The Lord Mayor of Leeds will open the event followed by a keynote speech by Dr Alessandro Bucci, Co-director of the Holocaust Learning and Exhibition Centre, University of Huddersfield, and Ben Barkow, Chair of the Holocaust Survivors’ Friendship Association.
Young people from the Carriageworks Young Theatre Makers, Breeze Arts Foundation at Leeds Playhouse, Opera North Youth Chorus and Pyramid Arts have worked together to increase their knowledge of Holocaust Memorial Day and have recorded a performance reading of WH Auden’s poem ‘Refugee Blues’ which will be included in the online event.
The Lord Mayor of Leeds, Councillor Eileen Taylor said:
“Whilst we are unable to come together in person this year to commemorate Holocaust Memorial Day, I am honoured to be a part of this online event which gives the people of Leeds the chance to come together in remembrance of those who were murdered in the Holocaust and subsequent genocides.”
Councillor Judith Blake, leader of Leeds City Council said:
“This year’s theme of ‘Be the light in the darkness’ is an affirmation and a call to action for everyone marking Holocaust Memorial Day. The theme asks us to consider different kinds of ‘darkness’: identity-based persecution, misinformation, denial of justice. It then asks that we consider different ways of ‘being the light’, such as acts of solidarity, resistance, rescue and illuminating mistruths.”
The event will be British Sign Language (BSL) interpreted. This event will be available to watch from 2pm on Sunday, January 24 to 11.59pm on Wednesday, January 27. The recording of WH Auden’s Poem ‘Refugee Blues’ by young people from the arts organisations detailed below has been compiled by Studio 12.
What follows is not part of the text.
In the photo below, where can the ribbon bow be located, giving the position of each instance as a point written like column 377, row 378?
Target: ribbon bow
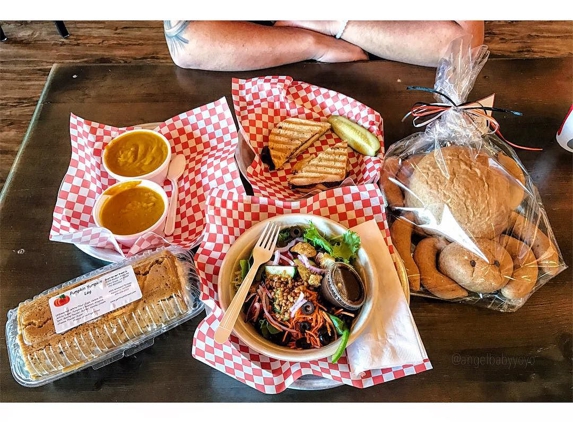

The Carriageworks Young Theatre Makers are aged between 10 and 18 and work collaboratively to make original, bold theatre with writer/director Ruth Cooper. During 2020 CYTM continued working remotely, taking part in the international Coronavirus Time Capsule project and producing their first ever film, The Never Was.
Breeze Arts Foundation is a partnership alternative education course ran by Leeds Playhouse and Leeds City College for young people 16-19 years old, or up to 25 if they have an EHCP (Educational Health Care Plan) who may not be in education, employment or training and who find the experience of being in a professional, practical environment more positive for learning. The group forms their own creative company working on lots of originally devised performances, film and music whilst working towards an Arts Award qualification and learning more about arts industry careers and opportunities.
Georgia, Daniel, Bronte, Magnus, Gala and Faith are members of the Opera North Youth Chorus. The Opera North Youth Chorus is an auditioned choir which gives young people aged 14-19 the skills and experience to become well-rounded performers. For more information or to get involved, visit: www.operanorth.co.uk
The Opera North Youth Chorus is supported by the Liz and Terry Bramall Foundation and the Whitaker Charitable Trust. Pyramid is a Leeds-based arts collective who help people with learning disabilities discover the arts, develop their talents and become world-class artists. Next Step Pyramid are a group of artists aged 18 – 30 who meet on Thursday evenings. The group work on a variety of projects and they work in all art forms.